Résultats : La cohorte initiale comprenait 33 patients – toutes des femmes et une moyenne ± SD, âgés de 18 ± 5 ans et une durée de diabète de 8 ± 4 ans. Treize d’entre eux n’ont pu être retrouvés et 10 des 20 restants (50 %) sont décédés au cours des 22 années moyennes de suivi. Les décès sont survenus de manière régulière tout au long de la période, et les causes étaient l’insuffisance rénale chronique (3), l’acidocétose diabétique (3), l’hypoglycémie (2), l’hémorragie sous-arachnoïdienne (1) et l’incertitude (1). L’âge au moment du décès allait de 27 à 45 ans. Sur les 10 survivants, aucun n’est resté fragile, mais ils ont eu une charge importante de complications. Par rapport au groupe témoin non fragile, il y avait un excès significatif de néphropathie et de neuropathie autonome.

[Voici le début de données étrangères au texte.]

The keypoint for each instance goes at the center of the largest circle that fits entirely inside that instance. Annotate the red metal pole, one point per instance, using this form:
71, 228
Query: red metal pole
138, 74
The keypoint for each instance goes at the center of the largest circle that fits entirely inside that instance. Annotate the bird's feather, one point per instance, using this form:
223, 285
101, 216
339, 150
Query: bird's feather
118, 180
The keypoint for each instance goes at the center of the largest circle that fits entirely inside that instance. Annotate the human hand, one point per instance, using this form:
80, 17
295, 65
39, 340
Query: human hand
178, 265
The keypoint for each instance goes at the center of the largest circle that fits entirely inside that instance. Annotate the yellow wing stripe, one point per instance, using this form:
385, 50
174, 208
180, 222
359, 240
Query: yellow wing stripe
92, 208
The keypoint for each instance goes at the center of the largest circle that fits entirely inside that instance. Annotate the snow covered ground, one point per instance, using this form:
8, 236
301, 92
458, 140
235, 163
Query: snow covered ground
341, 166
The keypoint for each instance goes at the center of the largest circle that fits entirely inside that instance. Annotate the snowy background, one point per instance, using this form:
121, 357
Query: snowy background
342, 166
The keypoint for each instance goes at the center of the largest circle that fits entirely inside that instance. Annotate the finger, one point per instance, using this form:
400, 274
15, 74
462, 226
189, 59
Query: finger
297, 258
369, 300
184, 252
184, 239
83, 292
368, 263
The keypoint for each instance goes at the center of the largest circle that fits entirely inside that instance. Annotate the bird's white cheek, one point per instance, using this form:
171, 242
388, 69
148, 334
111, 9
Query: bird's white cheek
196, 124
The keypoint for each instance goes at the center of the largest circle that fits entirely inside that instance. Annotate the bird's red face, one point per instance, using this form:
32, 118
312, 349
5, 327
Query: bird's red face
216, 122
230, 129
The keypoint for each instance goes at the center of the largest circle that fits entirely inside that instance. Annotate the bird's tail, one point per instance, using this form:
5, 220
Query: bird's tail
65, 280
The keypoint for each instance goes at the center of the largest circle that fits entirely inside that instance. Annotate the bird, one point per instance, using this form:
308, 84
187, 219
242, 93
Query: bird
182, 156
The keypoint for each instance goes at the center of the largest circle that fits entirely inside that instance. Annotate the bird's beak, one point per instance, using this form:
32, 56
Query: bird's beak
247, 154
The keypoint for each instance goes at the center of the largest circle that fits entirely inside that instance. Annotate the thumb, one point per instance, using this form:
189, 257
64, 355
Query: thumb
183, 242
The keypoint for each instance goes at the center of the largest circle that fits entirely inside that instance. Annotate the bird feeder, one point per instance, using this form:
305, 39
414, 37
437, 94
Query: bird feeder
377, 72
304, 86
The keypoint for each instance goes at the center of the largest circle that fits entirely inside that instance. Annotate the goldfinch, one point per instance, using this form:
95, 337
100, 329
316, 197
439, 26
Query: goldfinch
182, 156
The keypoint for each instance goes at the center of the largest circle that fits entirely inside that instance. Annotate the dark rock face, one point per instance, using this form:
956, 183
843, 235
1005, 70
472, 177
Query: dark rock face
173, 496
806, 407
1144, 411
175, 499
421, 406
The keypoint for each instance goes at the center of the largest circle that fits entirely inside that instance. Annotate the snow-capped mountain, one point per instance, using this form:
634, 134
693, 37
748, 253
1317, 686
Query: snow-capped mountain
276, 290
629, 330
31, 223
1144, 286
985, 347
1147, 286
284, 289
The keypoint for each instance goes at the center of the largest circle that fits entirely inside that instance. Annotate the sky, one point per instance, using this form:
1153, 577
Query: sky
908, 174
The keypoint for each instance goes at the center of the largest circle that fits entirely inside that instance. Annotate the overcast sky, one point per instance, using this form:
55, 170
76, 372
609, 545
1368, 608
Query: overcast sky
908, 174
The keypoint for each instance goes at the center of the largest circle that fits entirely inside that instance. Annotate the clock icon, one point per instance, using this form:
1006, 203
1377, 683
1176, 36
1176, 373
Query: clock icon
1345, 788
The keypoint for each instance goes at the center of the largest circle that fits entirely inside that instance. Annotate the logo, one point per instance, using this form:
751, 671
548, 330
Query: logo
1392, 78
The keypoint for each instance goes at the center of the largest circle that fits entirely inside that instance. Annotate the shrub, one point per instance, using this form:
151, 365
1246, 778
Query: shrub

Conclusions : Nous concluons que le diabète fragile caractérisé par des ACD récurrentes présente une mortalité élevée à long terme. Ces décès étaient prématurés et presque tous liés au diabète. Ceux qui ont survécu ont eu une résolution de la fragilité, mais ont souffert d’un fardeau de complications important.

Introduction

Le terme « fragile » est utilisé pour décrire un sous-groupe inhabituel de patients diabétiques de type 1 dont la vie est perturbée par une instabilité glycémique avec des hospitalisations répétées (et souvent prolongées)1.-Ces patients défient généralement les tentatives conventionnelles de recontrôle par la thérapie à injections multiples ou la perfusion sous-cutanée continue d’insuline (CSCII),4 et représentent une lourde charge pour leurs équipes soignantes.5 Les patients de type 1 au comportement fragile sont le plus souvent admis de façon récurrente pour une acidocétose diabétique (ACD),2,6,7 et ces patients sont généralement jeunes et de sexe féminin, en surpoids et résistants à l’insuline.8 Bien que l’étiologie du « syndrome d’ACD récurrent « 7 ne soit pas toujours claire, dans au moins certains cas, l’auto-induction de l’instabilité a été démontrée.8-10 Dans une série de patients de ce type aux États-Unis, (dont on pensait qu’ils présentaient tous une « insulinorésistance sous-cutanée « 11), des tests minutieux et supervisés de l’absorption et de l’activité de l’insuline ont démontré une absorption et une pharmacocinétique de l’insuline tout à fait normales11.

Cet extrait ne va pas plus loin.